Ken Cuccinelli, Deputy Secretary of Homeland Security in Trump’s first administration, said Thursday on Ingraham’s show that Congress for decades had used the H-1B to favor big technology companies over American workers. “It’s been very detrimental to America and Americans,” Cuccinelli said.

Lawyer John Miano, who represented a group of American tech workers in a long-running but unsuccessful lawsuit over the H-1B and the H-4 visa for H-1B holders’ spouses, responded to the President’s statements with bitterness.

“Trump clearly has decided to throw the people who supported him through three elections under the bus and has aligned himself with the billionaire class,” Miano told this news organization. “He supports replacing Americans with cheap foreign workers.”

White House spokeswoman Taylor Rogers said in an emailed statement Thursday that Trump “has done more than any president in modern history to tighten our immigration laws and put American workers first.”

Rogers called Trump’s imposition of a $100,000 fee for certain new H1-B visas in September “a significant first step to stop abuses of the system and ensure American workers are no longer replaced by lower-paid foreign labor.” The Trump administration “is protecting American workers by restoring accountability in the H-1B process, ensuring that it is used to bring in only the highest-skilled foreign workers in specialty occupations and not low wage workers that will displace Americans,” Rogers said.

Trump in his first administration cracked down on the H-1B, dramatically increasing denial rates for new visas in 2018, mostly targeting staffing companies. A rule issued in Trump’s first term that raised minimum pay was snuffed out by a lawsuit by the Bay Area Council, Stanford University and the U.S. Chamber of Commerce. Under President Joe Biden, another rule from Trump’s first term, to replace the lottery-based H-1B allocation system with a wage-based program, was set aside.

Trump, an immigration hardliner who in 2016 assailed use of the H-1B as a “cheap labor program,” had sparked MAGA-world turmoil in December after he was quoted in the New York Post calling the H-1B program “great.”

Outrage over Trump’s latest H-1B comments was not universal among MAGA supporters and conservatives.
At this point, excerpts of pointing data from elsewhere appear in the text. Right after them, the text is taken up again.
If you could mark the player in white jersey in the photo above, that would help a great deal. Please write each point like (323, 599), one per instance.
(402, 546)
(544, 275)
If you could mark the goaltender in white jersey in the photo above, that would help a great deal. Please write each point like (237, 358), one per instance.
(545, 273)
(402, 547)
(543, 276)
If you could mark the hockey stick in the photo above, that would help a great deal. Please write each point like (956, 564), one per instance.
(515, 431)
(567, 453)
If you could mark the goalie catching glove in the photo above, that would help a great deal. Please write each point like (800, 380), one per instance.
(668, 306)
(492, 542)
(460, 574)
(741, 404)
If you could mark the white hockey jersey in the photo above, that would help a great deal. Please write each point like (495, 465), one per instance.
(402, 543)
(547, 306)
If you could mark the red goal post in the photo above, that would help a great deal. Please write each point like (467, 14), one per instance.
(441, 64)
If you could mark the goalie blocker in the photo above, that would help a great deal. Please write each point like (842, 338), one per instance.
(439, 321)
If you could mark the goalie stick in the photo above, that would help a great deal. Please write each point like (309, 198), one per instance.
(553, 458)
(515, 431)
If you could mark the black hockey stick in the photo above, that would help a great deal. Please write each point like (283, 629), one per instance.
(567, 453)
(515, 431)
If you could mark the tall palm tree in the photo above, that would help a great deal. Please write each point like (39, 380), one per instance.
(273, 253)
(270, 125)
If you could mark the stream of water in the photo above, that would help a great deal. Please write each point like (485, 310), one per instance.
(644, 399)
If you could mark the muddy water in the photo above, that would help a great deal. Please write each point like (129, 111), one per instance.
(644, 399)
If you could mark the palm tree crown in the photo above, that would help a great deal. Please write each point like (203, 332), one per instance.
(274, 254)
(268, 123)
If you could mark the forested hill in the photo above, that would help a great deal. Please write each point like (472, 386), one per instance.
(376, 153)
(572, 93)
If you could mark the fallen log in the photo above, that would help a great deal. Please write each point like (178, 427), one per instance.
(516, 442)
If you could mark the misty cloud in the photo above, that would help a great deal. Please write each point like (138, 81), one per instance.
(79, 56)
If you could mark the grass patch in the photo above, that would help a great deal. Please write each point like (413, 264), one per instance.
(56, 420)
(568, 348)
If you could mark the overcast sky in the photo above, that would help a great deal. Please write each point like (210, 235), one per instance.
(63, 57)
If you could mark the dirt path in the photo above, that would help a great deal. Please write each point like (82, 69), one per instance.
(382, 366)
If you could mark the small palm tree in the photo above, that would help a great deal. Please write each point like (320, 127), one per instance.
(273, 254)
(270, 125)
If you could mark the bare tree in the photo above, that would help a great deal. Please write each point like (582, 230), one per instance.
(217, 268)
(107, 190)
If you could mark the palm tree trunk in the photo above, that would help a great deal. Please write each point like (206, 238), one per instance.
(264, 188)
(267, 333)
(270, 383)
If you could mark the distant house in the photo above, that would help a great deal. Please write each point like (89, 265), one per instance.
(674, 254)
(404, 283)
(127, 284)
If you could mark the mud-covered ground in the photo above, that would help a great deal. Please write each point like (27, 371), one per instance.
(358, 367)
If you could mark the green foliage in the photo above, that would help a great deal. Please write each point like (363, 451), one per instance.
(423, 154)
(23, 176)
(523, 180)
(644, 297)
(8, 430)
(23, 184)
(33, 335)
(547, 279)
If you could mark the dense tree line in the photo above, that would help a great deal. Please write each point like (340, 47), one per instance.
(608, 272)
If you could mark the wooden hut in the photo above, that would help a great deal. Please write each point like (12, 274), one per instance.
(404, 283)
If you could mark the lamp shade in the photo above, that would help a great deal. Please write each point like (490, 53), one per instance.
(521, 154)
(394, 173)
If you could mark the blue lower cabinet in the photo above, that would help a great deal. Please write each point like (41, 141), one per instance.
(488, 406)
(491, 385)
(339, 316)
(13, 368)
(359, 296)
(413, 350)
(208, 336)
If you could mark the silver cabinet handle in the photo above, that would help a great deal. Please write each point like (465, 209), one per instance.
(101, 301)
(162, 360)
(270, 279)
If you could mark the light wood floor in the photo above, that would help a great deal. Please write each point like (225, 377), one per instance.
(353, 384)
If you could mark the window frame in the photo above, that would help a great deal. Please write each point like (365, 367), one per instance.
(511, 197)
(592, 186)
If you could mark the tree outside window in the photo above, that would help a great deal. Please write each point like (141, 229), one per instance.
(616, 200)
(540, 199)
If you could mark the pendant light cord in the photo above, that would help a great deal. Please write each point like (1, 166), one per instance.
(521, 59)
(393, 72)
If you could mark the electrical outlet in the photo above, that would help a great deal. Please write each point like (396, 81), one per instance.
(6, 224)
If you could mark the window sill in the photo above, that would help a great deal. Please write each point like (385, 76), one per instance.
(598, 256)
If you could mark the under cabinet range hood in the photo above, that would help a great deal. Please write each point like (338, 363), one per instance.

Tesla and SpaceX CEO Elon Musk on Wednesday said Trump was “right” about the H-1B, adding, “We must distinguish clearly between companies that need to hire critical world-class talent from other countries vs companies that simply hire lower cost non-US employees to increase profits.”

Trump loyalist Steve Bannon, a vitriolic H-1B foe, sought to defuse the furor over Trump backing the H-1B. On TV show Real America’s Voice on Wednesday, Bannon said Trump had been “pretty hermetically sealed” from information about H-1B-related damage to incomes and job opportunities for American workers. “We’ve got to get to what information he’s getting,” Bannon said, “and make sure that the information is accurate.”